Film poster. Photo credit: Anima

Anima shifts between several registers. As with other ethnic minority films of its kind helmed by a Han director, the film injects strong “ethnic” elements into what is otherwise a relatively realistic narrative, depicting several Evenki traditional rites when the two brothers are young. The film’s characters notably speak in Mandarin throughout, catering to an intended Han audience. Presumably Linzi is a made a Han character to provide these majority-Han viewers an entry point into the film; his Han background never really comes up in the film otherwise, and Linzi seems to think of himself as simply being Evenki. On the other hand, Tutu seems to be something of an ethnic minority film stock character of a rough and violent young man unable to control his passions. 

The film manages several impressive set pieces, including a scene in which a tree tumbles onto Linzi and another logger, and a climactic landslide that occurs at the end of the movie. Anima was shot on location in Inner Mongolia’s Moerdaoga National Forest, and its camera seeks to intentionally draw out the setting’s natural beauty.

This, too, is in line with how Chinese ethnic minority films frequently spotlight the natural beauty of the environments that ethnic minorities live in, as if to suggest that they are intrinsically closer to nature than their Han counterparts. Indeed, Linzi—whose given name means “forest”—is depicted as having an almost spiritual connection to the forest. By the time the film ends, Linzi says he can hear the sound of the forest growing. 

However, in this respect, the film is not very visually inventive regarding its depiction of natural beauty. This differs from the rich visual language developed by earlier films covering similar subject matter, such as “Fifth Generation” filmmaker Tian Zhuangzhuang’s films about ethnic minorities. 

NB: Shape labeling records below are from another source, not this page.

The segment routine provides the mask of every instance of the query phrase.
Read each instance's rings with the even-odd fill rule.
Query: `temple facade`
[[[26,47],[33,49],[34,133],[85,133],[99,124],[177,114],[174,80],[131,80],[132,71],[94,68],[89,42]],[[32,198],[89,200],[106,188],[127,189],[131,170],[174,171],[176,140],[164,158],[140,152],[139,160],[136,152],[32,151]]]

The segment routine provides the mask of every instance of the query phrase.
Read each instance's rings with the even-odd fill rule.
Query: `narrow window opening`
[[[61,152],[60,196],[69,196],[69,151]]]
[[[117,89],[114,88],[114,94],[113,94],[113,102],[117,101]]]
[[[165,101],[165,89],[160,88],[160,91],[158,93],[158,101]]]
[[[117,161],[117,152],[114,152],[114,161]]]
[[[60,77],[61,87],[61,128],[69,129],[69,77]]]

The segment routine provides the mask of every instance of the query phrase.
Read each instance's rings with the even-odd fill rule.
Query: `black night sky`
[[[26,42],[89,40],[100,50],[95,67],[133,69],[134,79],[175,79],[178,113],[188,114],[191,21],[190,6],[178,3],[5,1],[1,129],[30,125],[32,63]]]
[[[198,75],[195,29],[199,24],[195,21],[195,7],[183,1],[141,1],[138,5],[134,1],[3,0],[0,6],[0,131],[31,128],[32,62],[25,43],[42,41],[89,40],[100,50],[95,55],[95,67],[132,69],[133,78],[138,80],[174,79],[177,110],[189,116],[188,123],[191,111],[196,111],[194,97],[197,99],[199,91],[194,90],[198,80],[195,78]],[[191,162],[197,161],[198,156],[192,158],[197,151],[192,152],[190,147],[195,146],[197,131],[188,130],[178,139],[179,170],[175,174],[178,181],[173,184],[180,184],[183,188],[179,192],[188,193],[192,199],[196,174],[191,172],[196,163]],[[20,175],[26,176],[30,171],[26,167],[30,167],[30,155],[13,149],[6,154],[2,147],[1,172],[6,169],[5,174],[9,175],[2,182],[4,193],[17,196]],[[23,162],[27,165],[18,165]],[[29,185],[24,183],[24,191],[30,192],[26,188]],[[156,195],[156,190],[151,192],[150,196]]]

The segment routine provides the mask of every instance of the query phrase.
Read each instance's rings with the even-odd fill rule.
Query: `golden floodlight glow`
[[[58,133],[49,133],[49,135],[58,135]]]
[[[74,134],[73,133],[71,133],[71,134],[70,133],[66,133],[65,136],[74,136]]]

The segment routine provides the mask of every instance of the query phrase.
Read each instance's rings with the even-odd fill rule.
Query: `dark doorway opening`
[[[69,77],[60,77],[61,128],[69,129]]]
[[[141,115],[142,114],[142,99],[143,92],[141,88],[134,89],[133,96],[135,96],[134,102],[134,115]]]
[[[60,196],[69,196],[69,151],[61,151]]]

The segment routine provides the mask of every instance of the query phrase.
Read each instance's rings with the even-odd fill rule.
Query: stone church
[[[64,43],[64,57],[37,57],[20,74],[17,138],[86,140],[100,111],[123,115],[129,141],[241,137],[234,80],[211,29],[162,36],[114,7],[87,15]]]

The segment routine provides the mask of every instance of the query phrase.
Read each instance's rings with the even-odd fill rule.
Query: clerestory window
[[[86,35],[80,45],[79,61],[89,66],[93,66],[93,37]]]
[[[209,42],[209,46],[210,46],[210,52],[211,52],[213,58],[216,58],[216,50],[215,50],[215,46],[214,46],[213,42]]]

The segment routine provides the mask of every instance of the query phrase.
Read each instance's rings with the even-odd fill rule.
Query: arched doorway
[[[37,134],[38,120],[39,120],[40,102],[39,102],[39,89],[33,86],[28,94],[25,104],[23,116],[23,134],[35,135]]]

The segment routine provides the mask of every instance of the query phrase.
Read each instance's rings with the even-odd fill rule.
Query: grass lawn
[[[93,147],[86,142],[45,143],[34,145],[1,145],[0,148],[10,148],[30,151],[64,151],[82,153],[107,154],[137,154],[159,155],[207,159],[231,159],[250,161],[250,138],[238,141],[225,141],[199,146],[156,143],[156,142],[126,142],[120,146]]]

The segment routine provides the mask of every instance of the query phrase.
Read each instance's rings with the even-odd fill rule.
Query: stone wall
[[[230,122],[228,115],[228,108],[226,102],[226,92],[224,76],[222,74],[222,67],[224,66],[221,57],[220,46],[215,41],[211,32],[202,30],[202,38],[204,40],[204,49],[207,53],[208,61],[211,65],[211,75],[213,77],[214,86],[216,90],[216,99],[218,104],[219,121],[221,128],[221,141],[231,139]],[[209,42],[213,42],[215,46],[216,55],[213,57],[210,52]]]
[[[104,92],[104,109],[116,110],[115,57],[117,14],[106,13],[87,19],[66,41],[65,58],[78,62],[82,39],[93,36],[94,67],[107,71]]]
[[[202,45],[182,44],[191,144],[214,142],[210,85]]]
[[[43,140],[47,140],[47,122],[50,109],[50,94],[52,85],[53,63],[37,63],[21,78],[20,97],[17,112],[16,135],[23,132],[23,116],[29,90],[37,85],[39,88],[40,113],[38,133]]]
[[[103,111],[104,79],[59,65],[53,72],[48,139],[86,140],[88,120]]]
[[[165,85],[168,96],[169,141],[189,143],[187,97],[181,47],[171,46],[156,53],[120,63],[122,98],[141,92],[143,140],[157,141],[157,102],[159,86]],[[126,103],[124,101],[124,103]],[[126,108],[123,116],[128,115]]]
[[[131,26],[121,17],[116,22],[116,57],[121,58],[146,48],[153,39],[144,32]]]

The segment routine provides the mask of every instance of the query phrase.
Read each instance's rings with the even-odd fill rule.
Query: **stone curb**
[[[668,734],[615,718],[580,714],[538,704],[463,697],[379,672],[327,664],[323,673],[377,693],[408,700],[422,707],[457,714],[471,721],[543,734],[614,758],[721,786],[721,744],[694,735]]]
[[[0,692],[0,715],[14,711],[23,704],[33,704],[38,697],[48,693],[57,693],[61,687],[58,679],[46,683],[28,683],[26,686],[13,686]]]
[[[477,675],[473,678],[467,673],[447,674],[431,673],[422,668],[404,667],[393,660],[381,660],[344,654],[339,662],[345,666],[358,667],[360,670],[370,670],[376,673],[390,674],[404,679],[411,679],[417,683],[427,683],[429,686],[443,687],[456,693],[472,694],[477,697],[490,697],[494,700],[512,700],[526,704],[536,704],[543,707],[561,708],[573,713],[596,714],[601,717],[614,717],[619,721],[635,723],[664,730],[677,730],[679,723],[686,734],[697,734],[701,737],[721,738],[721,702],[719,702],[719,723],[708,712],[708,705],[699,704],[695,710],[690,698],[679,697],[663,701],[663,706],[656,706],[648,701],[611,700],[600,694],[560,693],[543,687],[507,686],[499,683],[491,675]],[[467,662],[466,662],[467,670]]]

Indeed, Anima seems to owe something to the legacy of Tian and other Fifth Generation filmmakers, who were also Han directors that shot movies about ethnic minority subjects. Such movies were, in themselves, problematic. Yet Anima seems less original, less daring, and more commercialized of these earlier works

Still, Anima is an impressive debut for writer and director Cao Jinling. Though the film may not be terribly original for Chinese ethnic minority cinema, it is at least a cut above the ordinary by blockbuster standards.